Les communautés les plus à risques étaient en attente, et étaient prêtes. La balle était dans le camp des autorités. Le fiasco était prévisible et n'est que le reflet de la situation de l'hôpital public d'aujourd'hui. Le manque criant de personnels, de moyens et les conditions de travail déplorables mettent aujourd'hui l'hôpital au bord du gouffre. Des services hospitaliers ferment partout en France, en pleine crise sanitaire et en pleine augmentation du nombre de cas de Covid. Les hôpitaux n'ont pas, aujourd'hui, la capacité de gérer une nouvelle vaccination. Le manque de personnel et de moyens dans les hôpitaux, ainsi que l'énorme demande des publics concernés pour un nombre de centres réduits, avec des doses restreintes, était la recette d'un énième fiasco sanitaire. La question qui se pose est donc simple : comment allons nous pouvoir gérer une autre épidémie en même temps ?

L'Hôpital Saint-Antoine déja saturé de demandes de rendez-vous. © Reno

Toutes les structures d'Île-de-France sont déjà débordées. Bien que la région-capitale représentait la majorité des cas (plus de 70% des cas en juin), les autres régions de France sont aussi touchées. Et vont connaître une propagation rapide si rien est fait. Pourquoi l'État tarde autant à organiser la vaccination en région ? Aucune information n'est communiquée sur les stocks, les lieux de vaccination. En Auvergne-Rhône-Alpes par exemple, rien ne sera ouvert avant le 18 juillet, alors qu'elle représente près de 10% des cas aujourd'hui avec 70 personnes identifiées. Quand aurons-nous une stratégie claire ? Et disponible sur tout le territoire ?

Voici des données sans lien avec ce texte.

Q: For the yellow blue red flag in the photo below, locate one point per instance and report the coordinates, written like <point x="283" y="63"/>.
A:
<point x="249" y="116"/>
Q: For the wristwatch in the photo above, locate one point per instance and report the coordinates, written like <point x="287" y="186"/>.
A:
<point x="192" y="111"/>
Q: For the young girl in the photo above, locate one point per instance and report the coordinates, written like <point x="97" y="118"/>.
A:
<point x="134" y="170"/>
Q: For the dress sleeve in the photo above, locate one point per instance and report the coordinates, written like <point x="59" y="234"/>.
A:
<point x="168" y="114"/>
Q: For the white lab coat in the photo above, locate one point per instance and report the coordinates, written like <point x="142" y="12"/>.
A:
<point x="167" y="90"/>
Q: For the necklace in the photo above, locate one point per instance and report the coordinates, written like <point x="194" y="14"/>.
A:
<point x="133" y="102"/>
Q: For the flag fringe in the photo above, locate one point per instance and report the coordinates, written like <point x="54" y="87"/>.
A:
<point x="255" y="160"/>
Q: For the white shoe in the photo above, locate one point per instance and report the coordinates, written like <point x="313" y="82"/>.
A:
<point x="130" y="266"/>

En attendant, les personnes à risques ont pu compter sur le soutien communautaire. Des homosexuels sont sortis de l'anonymat sur différents réseaux sociaux enfin d'alerter sur la maladie et les différents modes de transmission, recoupés avec les informations récoltées lors de leur séjour dans différents services d'infectiologie et de leurs expériences malgré le déferlement de haine homophobe. Signes de la maladie, informations sur la prise en charge, détails des symptômes, tout est abordé. Les personnes avec les mêmes symptômes sont alors mieux renseignés, et plus sûr d'eux, lorsqu'ils sont renvoyés chez eux, sans être cru, par des personnels de santé non sensibilisés à cette épidémie. Une mobilisation communautaire obligée de se substituer à une communication de l'État, qui lui, garde un silence lourd.

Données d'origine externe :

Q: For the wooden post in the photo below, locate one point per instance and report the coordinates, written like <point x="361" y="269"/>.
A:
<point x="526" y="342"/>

Cette façon de gérer, ou plutôt de non-gérer cette crise est source d'exaspération et de colère. Ce sentiment de vouloir en parler le moins possible se fait ressentir et laisse un goût amer à la communauté sachant que les principales victimes sont des personnes ayant des relations homosexuelles, ce qui laisse assez songeur. Cette situation provoque de nombreuses angoisses sur la volonté et la capacité d'endiguer cette épidémie.